To address the specificity of TP and ITP, we examined their effects on one of the best-characterized protein phosphatases. PTP1B is a regulator of glucose homeostasis and energy metabolism and undergoes redox regulation through oxidation of its catalytic cysteine.28 PTP1B pre-incubated with either TP or ITP showed substantially decreased activity and this inhibition effect is time-dependent (Fig. 3A). The inhibition of PTP1B required a longer inhibition period than that required for PRL-3, which we attribute to the greater susceptibility of PRL-3 to oxidation. As observed with PRL-3, nearly complete inhibition was observed with a sub-stoichiometric amount of the inhibitors. ITP at half the PTP1B concentration was sufficient to inhibit 85% of its activity.

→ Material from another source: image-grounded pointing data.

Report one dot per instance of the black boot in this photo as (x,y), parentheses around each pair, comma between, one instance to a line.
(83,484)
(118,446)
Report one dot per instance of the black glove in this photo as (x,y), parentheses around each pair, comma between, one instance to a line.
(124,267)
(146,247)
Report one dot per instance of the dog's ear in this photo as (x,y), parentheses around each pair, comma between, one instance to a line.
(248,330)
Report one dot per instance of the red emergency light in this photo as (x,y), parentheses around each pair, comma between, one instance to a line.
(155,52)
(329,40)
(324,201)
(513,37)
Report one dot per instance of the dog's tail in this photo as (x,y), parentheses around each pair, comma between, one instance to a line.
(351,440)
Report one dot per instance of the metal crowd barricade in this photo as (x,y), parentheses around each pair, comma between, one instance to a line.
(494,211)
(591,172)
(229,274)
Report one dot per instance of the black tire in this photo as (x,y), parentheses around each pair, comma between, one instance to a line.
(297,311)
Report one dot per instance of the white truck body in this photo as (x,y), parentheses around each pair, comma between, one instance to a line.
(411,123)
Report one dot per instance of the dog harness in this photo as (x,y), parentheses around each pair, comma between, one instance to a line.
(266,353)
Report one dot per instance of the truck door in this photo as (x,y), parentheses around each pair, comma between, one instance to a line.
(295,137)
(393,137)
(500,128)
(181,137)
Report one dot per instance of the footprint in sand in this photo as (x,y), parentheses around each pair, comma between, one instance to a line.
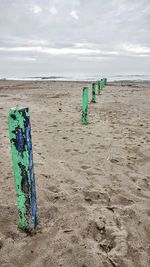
(93,197)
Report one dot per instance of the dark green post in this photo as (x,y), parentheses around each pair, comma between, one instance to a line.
(21,146)
(85,105)
(105,81)
(102,84)
(93,93)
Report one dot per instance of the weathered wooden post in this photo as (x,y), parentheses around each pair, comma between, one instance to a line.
(22,157)
(105,81)
(85,105)
(102,84)
(93,93)
(99,86)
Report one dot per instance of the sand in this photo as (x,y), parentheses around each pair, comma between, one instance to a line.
(93,182)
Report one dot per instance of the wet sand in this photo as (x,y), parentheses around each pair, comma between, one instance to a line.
(93,182)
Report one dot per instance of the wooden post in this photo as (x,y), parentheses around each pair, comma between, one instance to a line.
(22,157)
(85,105)
(99,86)
(93,93)
(105,81)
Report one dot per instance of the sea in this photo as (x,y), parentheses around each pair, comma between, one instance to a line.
(84,77)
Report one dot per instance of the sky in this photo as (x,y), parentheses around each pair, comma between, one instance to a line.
(45,37)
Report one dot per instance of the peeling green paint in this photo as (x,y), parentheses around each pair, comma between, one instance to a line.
(93,93)
(19,125)
(85,105)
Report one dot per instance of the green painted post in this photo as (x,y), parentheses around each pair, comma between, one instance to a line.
(85,105)
(99,86)
(102,84)
(93,93)
(105,81)
(21,147)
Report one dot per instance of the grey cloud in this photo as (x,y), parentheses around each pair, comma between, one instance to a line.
(119,29)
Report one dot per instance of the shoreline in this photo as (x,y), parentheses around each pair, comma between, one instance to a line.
(92,181)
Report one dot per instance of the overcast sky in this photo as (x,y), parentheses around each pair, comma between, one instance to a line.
(41,37)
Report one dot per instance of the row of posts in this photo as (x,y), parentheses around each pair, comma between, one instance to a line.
(22,157)
(100,85)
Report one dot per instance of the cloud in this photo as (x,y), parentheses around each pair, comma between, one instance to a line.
(116,32)
(36,9)
(53,10)
(138,49)
(74,15)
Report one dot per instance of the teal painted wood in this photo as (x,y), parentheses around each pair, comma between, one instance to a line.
(99,86)
(93,93)
(21,146)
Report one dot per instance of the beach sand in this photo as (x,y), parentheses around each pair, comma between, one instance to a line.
(93,181)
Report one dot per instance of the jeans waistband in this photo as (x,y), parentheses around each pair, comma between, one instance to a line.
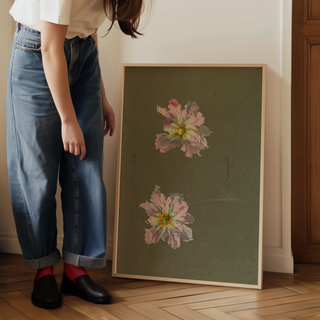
(21,26)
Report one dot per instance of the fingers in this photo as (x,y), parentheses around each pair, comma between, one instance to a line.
(109,127)
(83,152)
(76,149)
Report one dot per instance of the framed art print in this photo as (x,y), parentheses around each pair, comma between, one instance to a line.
(189,204)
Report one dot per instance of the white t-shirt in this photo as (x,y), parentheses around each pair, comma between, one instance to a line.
(83,17)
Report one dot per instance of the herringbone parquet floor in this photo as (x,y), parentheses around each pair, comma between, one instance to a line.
(284,297)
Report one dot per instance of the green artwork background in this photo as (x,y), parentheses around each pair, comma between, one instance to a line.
(225,234)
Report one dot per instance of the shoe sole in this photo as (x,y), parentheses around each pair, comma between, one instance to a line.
(84,297)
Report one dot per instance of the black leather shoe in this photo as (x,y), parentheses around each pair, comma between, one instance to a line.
(86,289)
(46,293)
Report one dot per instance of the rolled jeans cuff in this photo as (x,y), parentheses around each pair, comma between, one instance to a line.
(44,262)
(79,260)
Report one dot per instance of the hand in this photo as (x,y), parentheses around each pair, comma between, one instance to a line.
(109,118)
(72,138)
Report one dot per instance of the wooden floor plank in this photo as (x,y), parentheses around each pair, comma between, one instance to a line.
(22,303)
(270,303)
(217,314)
(185,313)
(304,313)
(278,317)
(124,312)
(16,286)
(288,284)
(153,312)
(167,295)
(164,287)
(246,315)
(8,312)
(64,312)
(91,310)
(284,297)
(282,309)
(242,298)
(132,285)
(206,298)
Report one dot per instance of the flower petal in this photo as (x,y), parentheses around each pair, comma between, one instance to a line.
(164,144)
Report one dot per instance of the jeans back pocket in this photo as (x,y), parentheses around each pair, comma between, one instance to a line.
(30,45)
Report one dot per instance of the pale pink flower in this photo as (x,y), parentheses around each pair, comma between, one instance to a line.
(184,128)
(168,219)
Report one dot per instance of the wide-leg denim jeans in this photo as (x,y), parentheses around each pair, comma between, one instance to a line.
(36,157)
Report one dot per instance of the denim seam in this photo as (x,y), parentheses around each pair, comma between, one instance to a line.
(28,49)
(30,32)
(17,149)
(76,205)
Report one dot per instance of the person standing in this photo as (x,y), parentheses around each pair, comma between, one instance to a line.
(57,116)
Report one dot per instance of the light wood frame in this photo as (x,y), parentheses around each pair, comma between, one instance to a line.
(115,272)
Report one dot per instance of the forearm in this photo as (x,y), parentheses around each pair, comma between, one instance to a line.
(55,68)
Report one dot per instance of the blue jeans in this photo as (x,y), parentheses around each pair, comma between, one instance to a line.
(36,156)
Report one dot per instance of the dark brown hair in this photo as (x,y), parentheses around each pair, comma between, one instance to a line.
(127,13)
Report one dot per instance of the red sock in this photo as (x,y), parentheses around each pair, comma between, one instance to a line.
(73,272)
(44,272)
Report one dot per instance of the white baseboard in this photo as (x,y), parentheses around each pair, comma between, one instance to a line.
(278,260)
(274,260)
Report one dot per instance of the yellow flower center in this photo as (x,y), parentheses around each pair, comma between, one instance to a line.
(180,131)
(164,219)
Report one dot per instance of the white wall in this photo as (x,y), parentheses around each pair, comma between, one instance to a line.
(202,31)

Fig. 3. TP and ITP inhibit PTPs and promote Trx-1 oxidation. (A) In vitro phosphatase assay of PTP1B incubated with TP or ITP shows inhibition of phosphatase activity. Concentrations are after addition of DiFMUP. (B) Other phosphatases are inhibited by ITP. Phosphatases (50 nM) were treated with 2 μM ITP for 2.5 hours prior to dilution with DiFMUP and measurement of phosphatase activity for 1 min. (C) 15N–1H correlation spectra of Trx-1 (0.2 mM) incubated with ITP (50 μM) for two hours at 30 °C show the conversion of Trx-1 from the reduced to oxidized form.

Fig. 3

Five phosphatases were then used to examine the specificity of ITP. The phosphatase activities of PTPRO, PTPN22, PTPRC, PTPN11, and PTPN5 were inhibited by more than 70% after 2.5 hours of incubation with ITP, indicating that ITP lacks specificity (Fig. 3B).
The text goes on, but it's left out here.